A new study casts doubts on a long-held theory about what goes awry in the brains of patients with Huntington's disease. The results suggest new approaches to designing drugs against the fatal neurological disorder.
Huntington's patients have a mutant form of a protein called huntingtin that contains between 36 and 120 repeats of the amino acid glutamine, where unaffected individuals have just a couple dozen repeats. Scientists have long assumed that the disorder arose from the interaction between huntingtin and so-called caspases, enzymes involved in the routine breakdown of proteins. When caspases chopped off small peptides from the mutant region of huntingtin, they thought, the peptides accumulated into the abnormal globs seen in the neurons of Huntington's victims. In lab experiments, the same peptides kill nerve cells.

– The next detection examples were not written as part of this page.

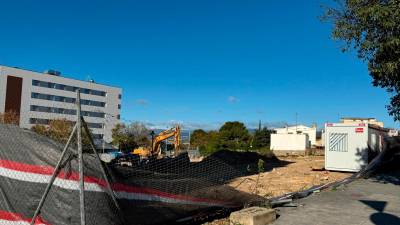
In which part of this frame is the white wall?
[275,125,317,145]
[270,134,309,151]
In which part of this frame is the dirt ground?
[205,156,351,225]
[229,156,350,198]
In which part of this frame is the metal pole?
[82,118,126,224]
[31,124,77,225]
[76,89,86,225]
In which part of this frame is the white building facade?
[0,66,122,142]
[270,134,310,153]
[274,125,317,146]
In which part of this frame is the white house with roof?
[274,125,317,146]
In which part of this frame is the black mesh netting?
[0,124,265,224]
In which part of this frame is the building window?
[29,118,50,125]
[31,92,106,107]
[92,134,104,139]
[31,105,105,118]
[29,118,104,129]
[32,80,107,97]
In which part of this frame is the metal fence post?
[76,89,86,225]
[31,124,77,225]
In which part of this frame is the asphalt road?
[273,173,400,225]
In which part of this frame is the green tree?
[253,127,271,149]
[323,0,400,121]
[199,131,220,156]
[219,121,250,150]
[112,122,151,152]
[190,129,209,148]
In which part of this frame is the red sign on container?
[356,127,364,133]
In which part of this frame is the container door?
[325,126,368,172]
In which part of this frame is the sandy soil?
[204,156,351,225]
[229,156,350,197]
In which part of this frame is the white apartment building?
[0,65,122,142]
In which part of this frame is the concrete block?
[229,207,276,225]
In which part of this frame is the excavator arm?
[133,126,181,157]
[151,126,181,155]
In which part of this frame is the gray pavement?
[273,175,400,225]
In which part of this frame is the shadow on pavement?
[360,200,400,225]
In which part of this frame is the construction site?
[0,89,398,225]
[0,0,400,225]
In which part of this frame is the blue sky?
[0,0,398,128]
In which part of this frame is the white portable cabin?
[325,123,388,172]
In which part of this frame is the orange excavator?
[132,126,181,158]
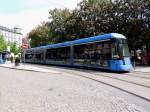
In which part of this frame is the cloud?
[0,0,81,35]
[0,9,49,35]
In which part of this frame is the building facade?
[0,26,23,46]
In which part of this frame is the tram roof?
[31,33,126,49]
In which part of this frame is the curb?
[0,65,50,73]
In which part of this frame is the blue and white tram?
[25,33,133,71]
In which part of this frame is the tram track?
[62,72,150,102]
[92,74,150,88]
[26,64,150,102]
[56,68,150,102]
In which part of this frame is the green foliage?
[28,0,150,49]
[10,43,21,55]
[0,35,7,51]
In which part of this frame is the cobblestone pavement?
[0,68,148,112]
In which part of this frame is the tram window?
[119,44,130,57]
[46,47,70,59]
[25,54,34,59]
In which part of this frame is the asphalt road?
[0,68,150,112]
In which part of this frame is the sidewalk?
[0,62,60,74]
[0,62,150,73]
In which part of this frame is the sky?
[0,0,82,36]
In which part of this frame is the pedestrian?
[10,56,14,63]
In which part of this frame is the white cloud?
[0,0,81,35]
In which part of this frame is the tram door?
[96,42,111,68]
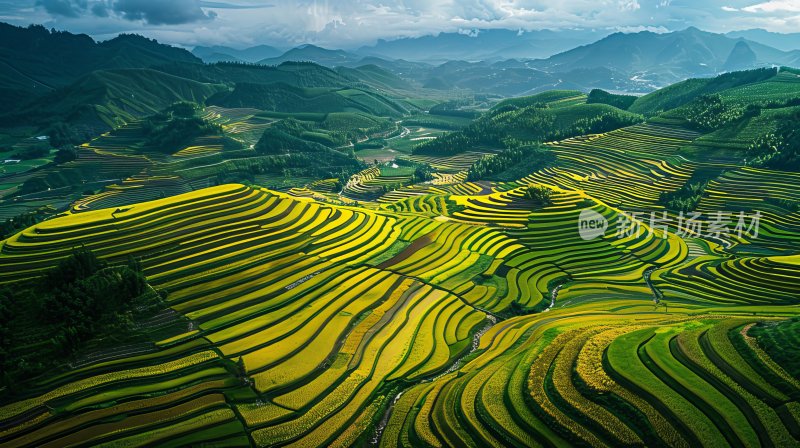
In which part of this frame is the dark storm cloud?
[92,2,108,17]
[112,0,217,25]
[36,0,86,17]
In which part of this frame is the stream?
[370,313,497,446]
[642,266,664,305]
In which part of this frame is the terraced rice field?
[0,117,800,447]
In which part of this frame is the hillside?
[192,45,282,63]
[207,83,407,116]
[534,28,800,87]
[0,23,200,105]
[258,44,361,67]
[414,90,644,156]
[4,69,226,135]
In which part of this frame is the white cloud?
[742,0,800,13]
[9,0,800,48]
[619,0,642,11]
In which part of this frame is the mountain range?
[189,27,800,96]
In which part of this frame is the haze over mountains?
[193,27,800,95]
[0,18,800,128]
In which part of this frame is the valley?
[0,17,800,447]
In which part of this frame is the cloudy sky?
[0,0,800,48]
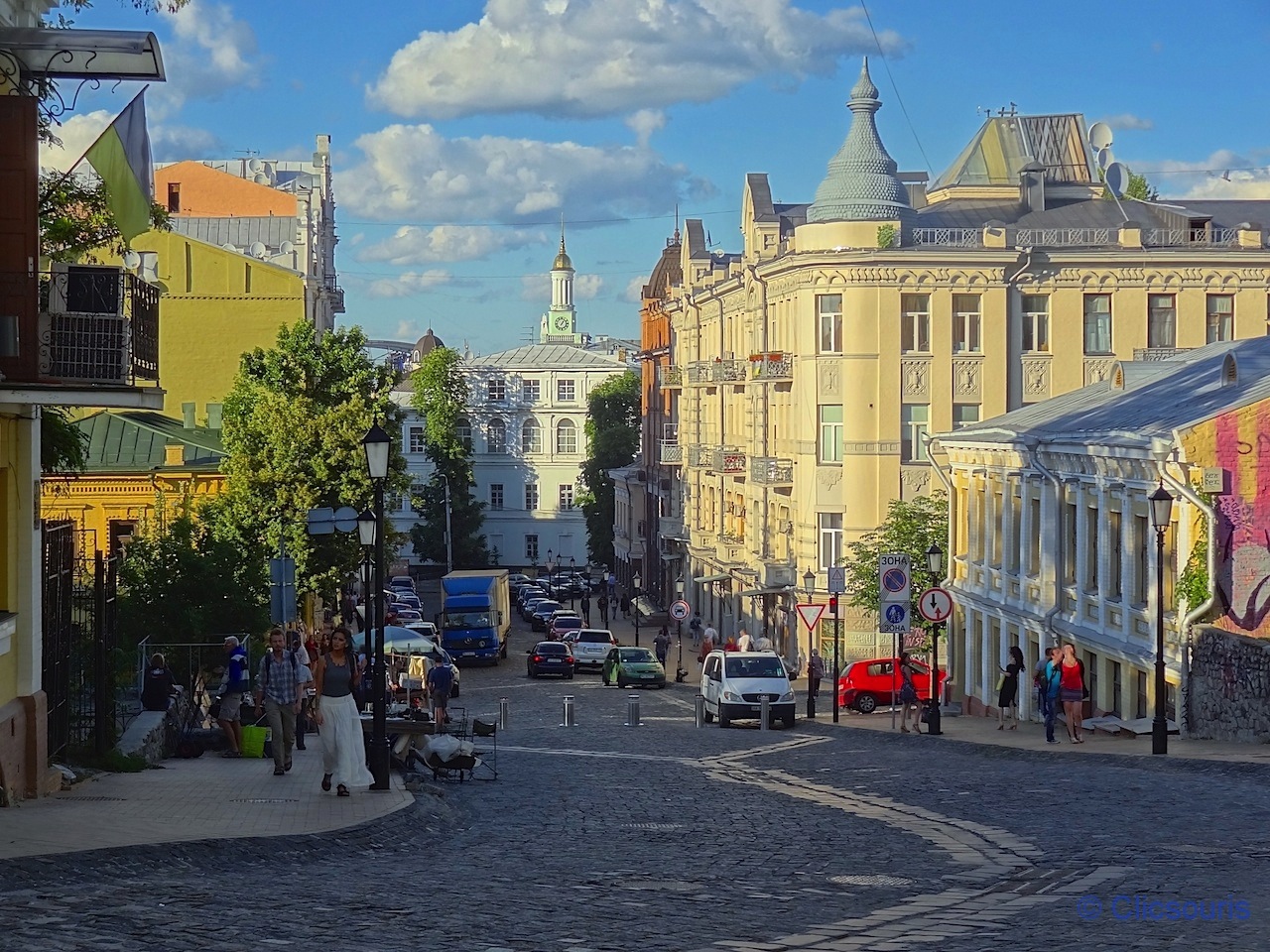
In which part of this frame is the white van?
[701,652,794,727]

But in the 15 October online issue of Nature Genetics, geneticists Roy Dyer and Cynthia McMurray at the Mayo Clinic in Rochester, Minnesota, report that the theory does not stand up to rigorous examination. When they stained brain samples taken from human Huntington's victims, they found that the characteristic globs consist of full-length mutant huntingtin, rather than peptide fragments from the mutant. Next, they showed that caspases don't chop off peptides of the mutant protein at all. Instead, the caspases break down normal huntingtin protein, as they're supposed to. Things go awry when these fragments are drawn toward the globs of abnormal huntingtin, instead of being processed further. The researchers speculate that this interaction eventually kills the cell, although they're not sure how.
The study is "very important" and shows that the prevailing explanation for the origin of Huntington's disease needs to be "reshuffled," says Scott Zeitlin, a neuroscientist at the University of Virginia in Charlottesville. Zeitlin says the study may also help researchers find new targets for drugs against Huntington's--such as compounds that block the clumping of abnormal huntingtin.